Immigrants, refugees, foreign-temporary workers

  1. Take steps to assure vulnerable groups that they will not experience reprisal or deportation if they seek lifesaving care, especially testing or treatment for COVID-19.
  2. Set a general moratorium on removals from the country for all immigration- and refugee-related matters.
  3. Regularly review and mitigate the impact of new restrictions closing Canada’s borders and turning refugee claimants away.
  4. Provide supports to individuals without permanent status, including protecting the immigration and visa permit status and healthcare needs of migrant workers and international students, who have an established and lawful right to enter Canada and have strong ties to the country, and who may face considerable hardship if denied entry or denied health protection and care services while in the country.
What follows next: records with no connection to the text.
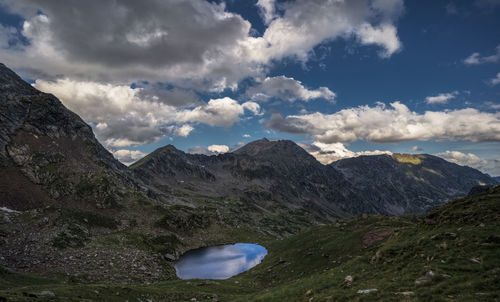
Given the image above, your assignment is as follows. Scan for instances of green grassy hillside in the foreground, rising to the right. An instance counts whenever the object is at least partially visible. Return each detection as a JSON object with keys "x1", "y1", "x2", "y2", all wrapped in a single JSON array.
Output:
[{"x1": 0, "y1": 186, "x2": 500, "y2": 301}]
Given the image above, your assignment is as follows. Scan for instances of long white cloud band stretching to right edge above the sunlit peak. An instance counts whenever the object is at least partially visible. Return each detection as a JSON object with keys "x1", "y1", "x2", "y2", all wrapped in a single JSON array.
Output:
[{"x1": 267, "y1": 102, "x2": 500, "y2": 143}]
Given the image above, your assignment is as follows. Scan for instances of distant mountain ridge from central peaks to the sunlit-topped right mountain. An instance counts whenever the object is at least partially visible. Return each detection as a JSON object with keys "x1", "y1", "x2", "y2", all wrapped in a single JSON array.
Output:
[{"x1": 131, "y1": 138, "x2": 494, "y2": 219}]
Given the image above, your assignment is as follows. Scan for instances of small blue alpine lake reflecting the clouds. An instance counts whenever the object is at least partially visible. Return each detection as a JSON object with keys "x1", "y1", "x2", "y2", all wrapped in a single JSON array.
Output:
[{"x1": 175, "y1": 243, "x2": 267, "y2": 279}]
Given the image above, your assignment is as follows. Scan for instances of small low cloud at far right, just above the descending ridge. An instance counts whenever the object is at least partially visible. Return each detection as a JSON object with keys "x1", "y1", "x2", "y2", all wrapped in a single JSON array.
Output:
[{"x1": 434, "y1": 150, "x2": 500, "y2": 175}]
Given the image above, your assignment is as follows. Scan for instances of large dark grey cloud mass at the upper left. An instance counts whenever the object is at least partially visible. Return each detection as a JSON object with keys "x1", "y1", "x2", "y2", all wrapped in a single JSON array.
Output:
[{"x1": 13, "y1": 0, "x2": 248, "y2": 68}]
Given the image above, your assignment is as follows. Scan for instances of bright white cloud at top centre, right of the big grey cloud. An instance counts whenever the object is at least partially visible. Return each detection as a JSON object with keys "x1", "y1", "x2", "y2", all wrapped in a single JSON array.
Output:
[{"x1": 240, "y1": 0, "x2": 404, "y2": 62}]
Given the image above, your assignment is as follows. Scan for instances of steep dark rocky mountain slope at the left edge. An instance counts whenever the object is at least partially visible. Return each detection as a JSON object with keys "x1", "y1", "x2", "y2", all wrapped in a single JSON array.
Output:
[{"x1": 0, "y1": 64, "x2": 132, "y2": 210}]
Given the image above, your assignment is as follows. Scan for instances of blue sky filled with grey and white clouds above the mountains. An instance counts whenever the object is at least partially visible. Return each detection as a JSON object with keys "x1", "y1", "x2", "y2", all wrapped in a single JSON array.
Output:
[{"x1": 0, "y1": 0, "x2": 500, "y2": 176}]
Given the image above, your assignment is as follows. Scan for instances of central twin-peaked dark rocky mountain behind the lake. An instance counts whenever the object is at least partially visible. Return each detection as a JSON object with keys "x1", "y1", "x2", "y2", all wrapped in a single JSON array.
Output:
[{"x1": 130, "y1": 139, "x2": 354, "y2": 233}]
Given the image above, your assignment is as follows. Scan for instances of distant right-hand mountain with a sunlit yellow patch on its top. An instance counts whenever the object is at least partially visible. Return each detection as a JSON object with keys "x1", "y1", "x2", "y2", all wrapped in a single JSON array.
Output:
[{"x1": 330, "y1": 154, "x2": 495, "y2": 215}]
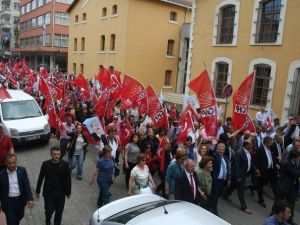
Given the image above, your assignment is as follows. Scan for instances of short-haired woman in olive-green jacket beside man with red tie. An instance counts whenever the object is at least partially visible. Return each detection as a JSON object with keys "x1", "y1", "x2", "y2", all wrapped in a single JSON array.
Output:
[{"x1": 196, "y1": 156, "x2": 213, "y2": 210}]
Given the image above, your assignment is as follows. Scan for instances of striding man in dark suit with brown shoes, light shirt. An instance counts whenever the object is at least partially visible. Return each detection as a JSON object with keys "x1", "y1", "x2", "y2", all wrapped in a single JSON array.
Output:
[{"x1": 224, "y1": 140, "x2": 255, "y2": 214}]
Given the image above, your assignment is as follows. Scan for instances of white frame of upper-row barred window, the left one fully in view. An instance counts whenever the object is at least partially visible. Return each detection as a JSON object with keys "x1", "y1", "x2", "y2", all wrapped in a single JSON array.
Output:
[{"x1": 212, "y1": 0, "x2": 240, "y2": 46}]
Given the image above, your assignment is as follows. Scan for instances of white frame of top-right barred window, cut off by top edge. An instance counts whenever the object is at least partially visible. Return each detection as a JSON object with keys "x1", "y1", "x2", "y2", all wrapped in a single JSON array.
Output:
[{"x1": 250, "y1": 0, "x2": 287, "y2": 45}]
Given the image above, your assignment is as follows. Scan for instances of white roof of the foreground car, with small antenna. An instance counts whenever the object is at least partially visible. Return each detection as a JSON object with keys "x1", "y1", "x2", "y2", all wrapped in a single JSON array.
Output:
[{"x1": 127, "y1": 201, "x2": 230, "y2": 225}]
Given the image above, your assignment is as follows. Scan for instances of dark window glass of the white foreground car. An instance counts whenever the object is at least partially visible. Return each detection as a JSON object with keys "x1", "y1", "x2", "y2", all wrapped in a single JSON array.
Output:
[{"x1": 105, "y1": 200, "x2": 178, "y2": 224}]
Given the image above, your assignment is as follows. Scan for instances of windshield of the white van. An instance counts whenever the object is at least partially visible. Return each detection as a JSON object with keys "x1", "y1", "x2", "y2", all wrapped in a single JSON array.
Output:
[{"x1": 1, "y1": 100, "x2": 43, "y2": 120}]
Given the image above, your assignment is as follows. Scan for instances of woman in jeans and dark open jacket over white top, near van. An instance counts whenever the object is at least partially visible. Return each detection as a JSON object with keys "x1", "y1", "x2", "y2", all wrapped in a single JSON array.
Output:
[{"x1": 68, "y1": 124, "x2": 87, "y2": 180}]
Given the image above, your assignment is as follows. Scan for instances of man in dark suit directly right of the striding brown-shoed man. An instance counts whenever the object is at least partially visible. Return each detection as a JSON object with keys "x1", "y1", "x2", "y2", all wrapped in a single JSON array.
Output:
[{"x1": 254, "y1": 136, "x2": 277, "y2": 208}]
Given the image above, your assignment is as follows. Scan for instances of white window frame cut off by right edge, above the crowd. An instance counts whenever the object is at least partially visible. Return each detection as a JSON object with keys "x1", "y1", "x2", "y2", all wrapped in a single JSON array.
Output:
[{"x1": 281, "y1": 59, "x2": 300, "y2": 121}]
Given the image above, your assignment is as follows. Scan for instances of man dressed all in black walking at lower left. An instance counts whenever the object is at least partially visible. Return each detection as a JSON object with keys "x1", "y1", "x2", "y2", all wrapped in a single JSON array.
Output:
[{"x1": 35, "y1": 146, "x2": 71, "y2": 225}]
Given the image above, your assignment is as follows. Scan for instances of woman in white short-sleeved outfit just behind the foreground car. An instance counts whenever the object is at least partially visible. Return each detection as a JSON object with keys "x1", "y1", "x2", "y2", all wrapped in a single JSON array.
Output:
[{"x1": 128, "y1": 154, "x2": 156, "y2": 195}]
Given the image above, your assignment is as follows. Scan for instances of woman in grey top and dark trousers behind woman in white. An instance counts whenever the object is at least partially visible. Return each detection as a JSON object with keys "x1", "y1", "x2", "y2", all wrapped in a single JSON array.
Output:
[{"x1": 124, "y1": 134, "x2": 141, "y2": 190}]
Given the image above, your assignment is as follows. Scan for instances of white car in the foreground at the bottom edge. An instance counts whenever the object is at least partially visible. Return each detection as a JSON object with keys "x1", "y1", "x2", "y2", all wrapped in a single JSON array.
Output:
[{"x1": 89, "y1": 194, "x2": 230, "y2": 225}]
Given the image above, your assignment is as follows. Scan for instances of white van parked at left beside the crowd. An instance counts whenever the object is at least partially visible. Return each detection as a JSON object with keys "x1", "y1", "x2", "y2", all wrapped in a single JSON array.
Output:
[{"x1": 0, "y1": 90, "x2": 50, "y2": 145}]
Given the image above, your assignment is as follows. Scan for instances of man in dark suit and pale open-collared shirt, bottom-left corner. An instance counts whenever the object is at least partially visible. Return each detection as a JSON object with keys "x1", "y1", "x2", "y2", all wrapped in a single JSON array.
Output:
[{"x1": 0, "y1": 154, "x2": 34, "y2": 225}]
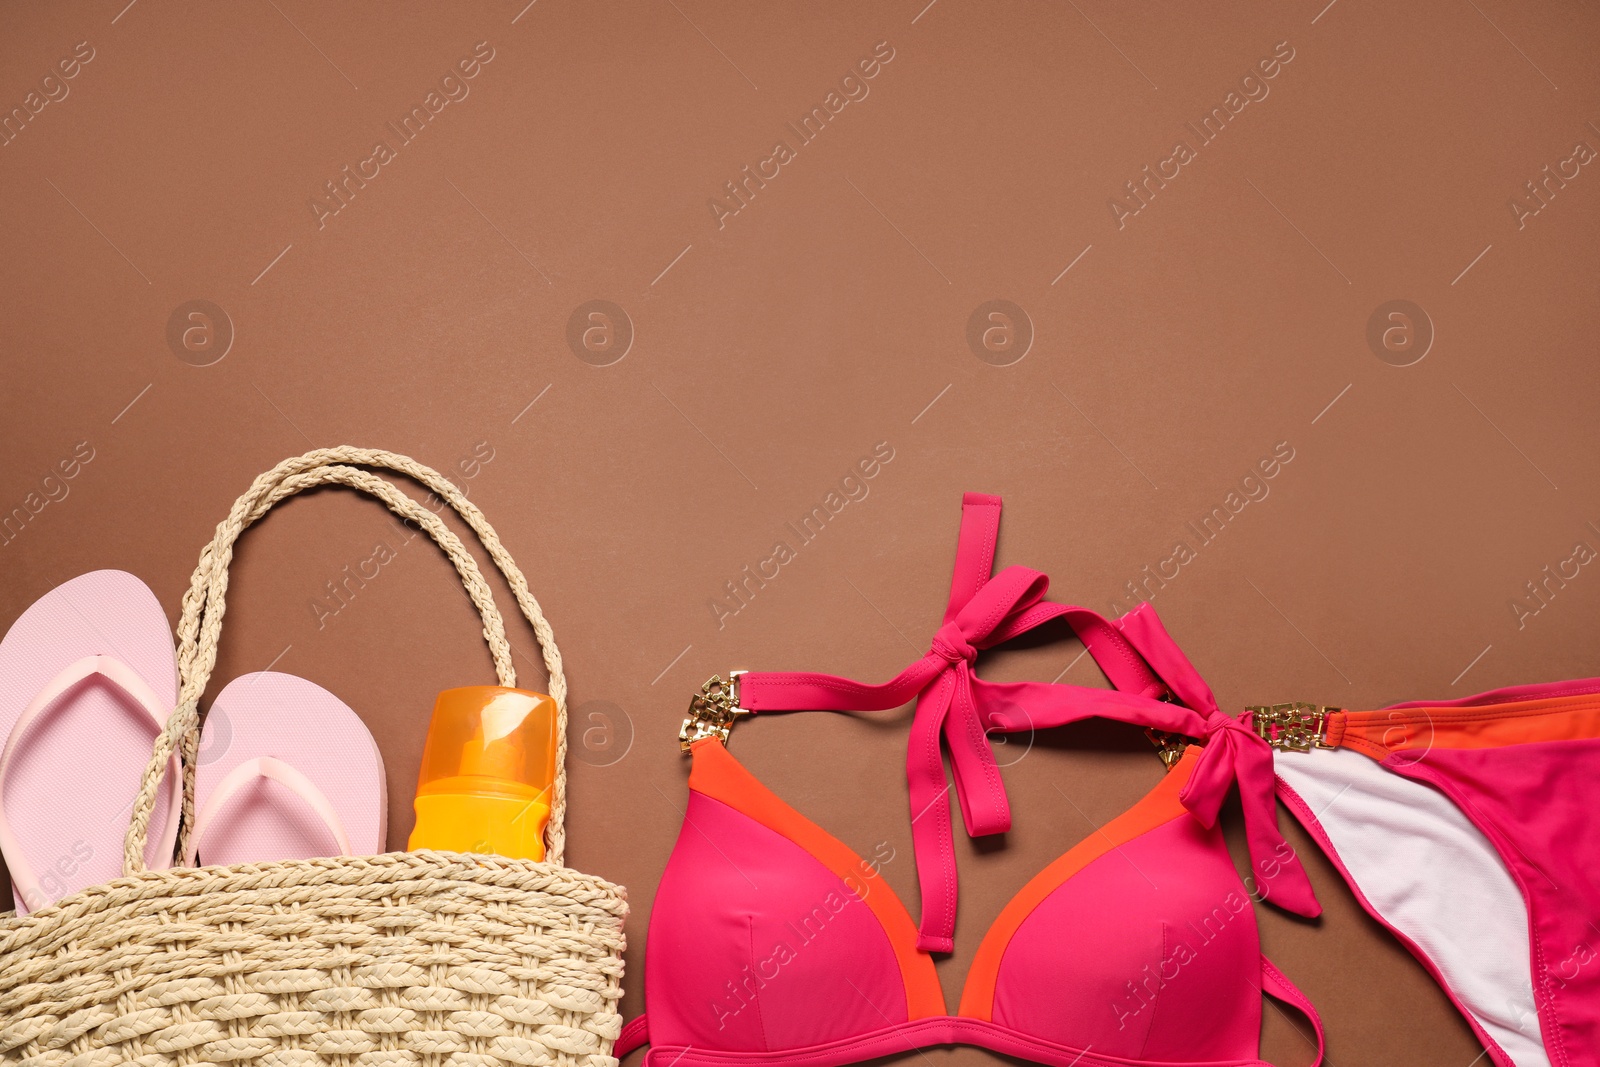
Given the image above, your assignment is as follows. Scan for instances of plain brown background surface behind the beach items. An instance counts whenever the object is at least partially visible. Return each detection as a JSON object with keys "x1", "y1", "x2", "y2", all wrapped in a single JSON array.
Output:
[{"x1": 0, "y1": 0, "x2": 1600, "y2": 1067}]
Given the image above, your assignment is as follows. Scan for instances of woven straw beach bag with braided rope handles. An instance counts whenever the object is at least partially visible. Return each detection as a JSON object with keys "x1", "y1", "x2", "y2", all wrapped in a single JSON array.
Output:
[{"x1": 0, "y1": 448, "x2": 627, "y2": 1067}]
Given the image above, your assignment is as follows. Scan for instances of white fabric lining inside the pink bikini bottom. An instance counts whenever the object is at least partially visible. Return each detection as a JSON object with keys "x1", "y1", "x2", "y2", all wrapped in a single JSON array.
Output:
[{"x1": 1275, "y1": 749, "x2": 1550, "y2": 1067}]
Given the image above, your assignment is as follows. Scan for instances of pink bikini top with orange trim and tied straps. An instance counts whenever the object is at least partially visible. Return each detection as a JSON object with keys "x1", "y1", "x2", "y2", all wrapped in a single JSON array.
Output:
[{"x1": 616, "y1": 493, "x2": 1322, "y2": 1067}]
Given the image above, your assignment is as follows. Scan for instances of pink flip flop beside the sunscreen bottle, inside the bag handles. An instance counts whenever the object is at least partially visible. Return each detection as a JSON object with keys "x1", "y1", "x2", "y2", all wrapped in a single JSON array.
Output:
[{"x1": 184, "y1": 670, "x2": 389, "y2": 865}]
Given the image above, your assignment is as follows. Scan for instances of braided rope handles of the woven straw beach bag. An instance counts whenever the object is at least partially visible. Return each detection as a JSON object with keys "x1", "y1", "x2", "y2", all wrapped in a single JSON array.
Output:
[{"x1": 123, "y1": 446, "x2": 566, "y2": 873}]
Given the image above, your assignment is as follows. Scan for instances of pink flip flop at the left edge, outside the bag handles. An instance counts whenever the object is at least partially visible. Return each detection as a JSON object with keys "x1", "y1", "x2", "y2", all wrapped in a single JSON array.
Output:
[{"x1": 0, "y1": 571, "x2": 182, "y2": 913}]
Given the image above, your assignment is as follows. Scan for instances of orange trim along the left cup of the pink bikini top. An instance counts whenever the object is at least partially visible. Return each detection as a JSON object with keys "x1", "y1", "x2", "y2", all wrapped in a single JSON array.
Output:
[{"x1": 690, "y1": 737, "x2": 944, "y2": 1019}]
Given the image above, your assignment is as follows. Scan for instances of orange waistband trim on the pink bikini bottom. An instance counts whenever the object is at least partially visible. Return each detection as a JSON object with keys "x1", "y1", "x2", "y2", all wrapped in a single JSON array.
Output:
[{"x1": 1328, "y1": 694, "x2": 1600, "y2": 760}]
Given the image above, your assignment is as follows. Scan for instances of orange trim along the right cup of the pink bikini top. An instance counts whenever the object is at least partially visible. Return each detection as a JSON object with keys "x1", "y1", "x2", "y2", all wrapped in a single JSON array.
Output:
[{"x1": 958, "y1": 745, "x2": 1200, "y2": 1022}]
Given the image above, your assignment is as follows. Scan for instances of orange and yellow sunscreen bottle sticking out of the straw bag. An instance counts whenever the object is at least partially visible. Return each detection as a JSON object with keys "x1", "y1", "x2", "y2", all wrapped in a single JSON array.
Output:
[{"x1": 406, "y1": 685, "x2": 557, "y2": 859}]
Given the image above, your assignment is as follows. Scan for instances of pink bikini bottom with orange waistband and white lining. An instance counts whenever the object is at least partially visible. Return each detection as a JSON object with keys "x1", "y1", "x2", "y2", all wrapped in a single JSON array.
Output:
[{"x1": 1273, "y1": 678, "x2": 1600, "y2": 1067}]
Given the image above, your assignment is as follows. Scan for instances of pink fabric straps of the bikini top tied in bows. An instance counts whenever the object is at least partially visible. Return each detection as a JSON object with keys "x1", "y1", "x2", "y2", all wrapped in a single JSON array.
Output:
[{"x1": 739, "y1": 493, "x2": 1320, "y2": 952}]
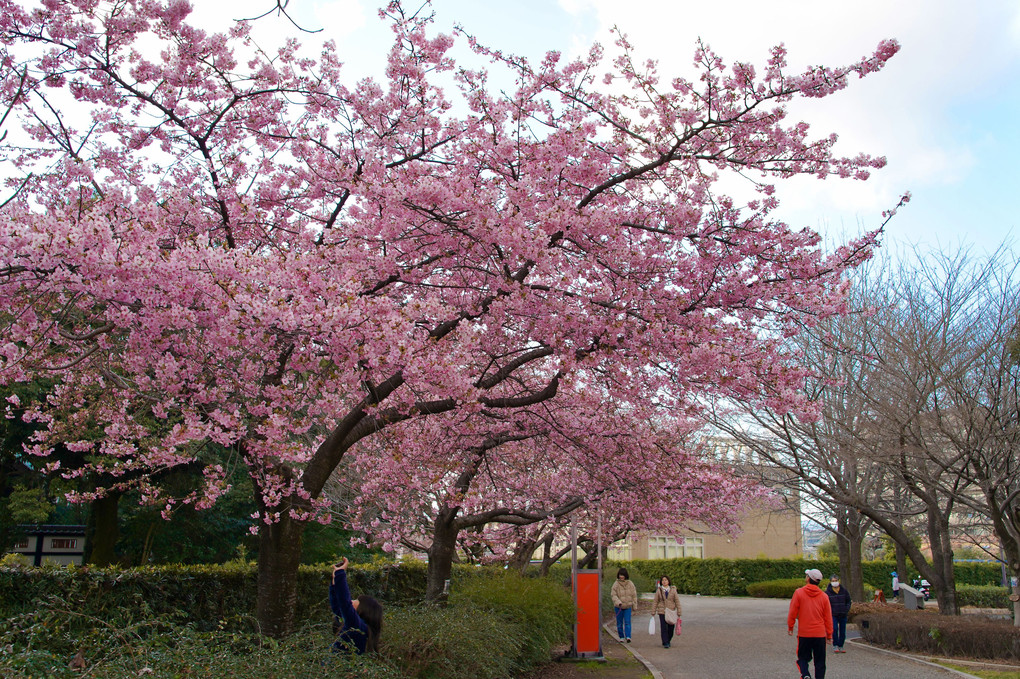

  1. Respond to racism, ageism, ableism and other forms of discrimination

    1. In collaboration and cooperation with vulnerable groups, take system-wide action to counter false or misleading information in communities and on social media that fuels prejudice, fear and discrimination against:
      • Indigenous peoples
      • East Asian and other racialized communities
      • Older persons
      • People with disabilities, including people with COVID-19
      • Refugees, immigrants and migrant workers
      • People experiencing poverty.
    2. Combat stigma and discrimination by training health workers and the public on COVID-19, using mass media and school networks to expand public awareness of human rights.


  1. Strengthen human rights accountability and oversight

    1. Ensure that emergency planning bodies at all levels of government include representation from:
      • Human rights offices and institutions
      • Vulnerable groups
      • People most affected by the COVID-19 pandemic.
    2. Ensure that emergency planning bodies at all levels of government:
      • Consult with human rights experts when making decisions, taking action and allocating resources
      • Coordinate efforts across federal, provincial, territorial, regional, municipal and Indigenous jurisdictions.
    3. Provide additional resources to human rights institutions with the mandate to hold decision-makers accountable for respecting and protecting human rights during the COVID-19 pandemic.
    4. Ensure that human rights institutions with the mandate to hold decision-makers accountable for respecting and protecting human rights during the COVID-19 pandemic are empowered to:
      • Monitor and report on government actions that limit rights
      • Access all places of detention, including places where people are kept in quarantine
      • Receive inquiries, deal with discrimination complaints and/or launch public inquiries related to the COVID-19 pandemic
      • Provide an accessible, effective public process for hearing, adjudicating and remedying human rights issues related to the COVID-19 pandemic.
    5. Establish human rights oversight committees made up of external experts, representatives of vulnerable groups and affected communities with a mandate to provide advice to and review actions taken by governments.
    6. Collect and make publicly available health and other human rights data related to COVID-19 and response measures, disaggregated by vulnerable groups.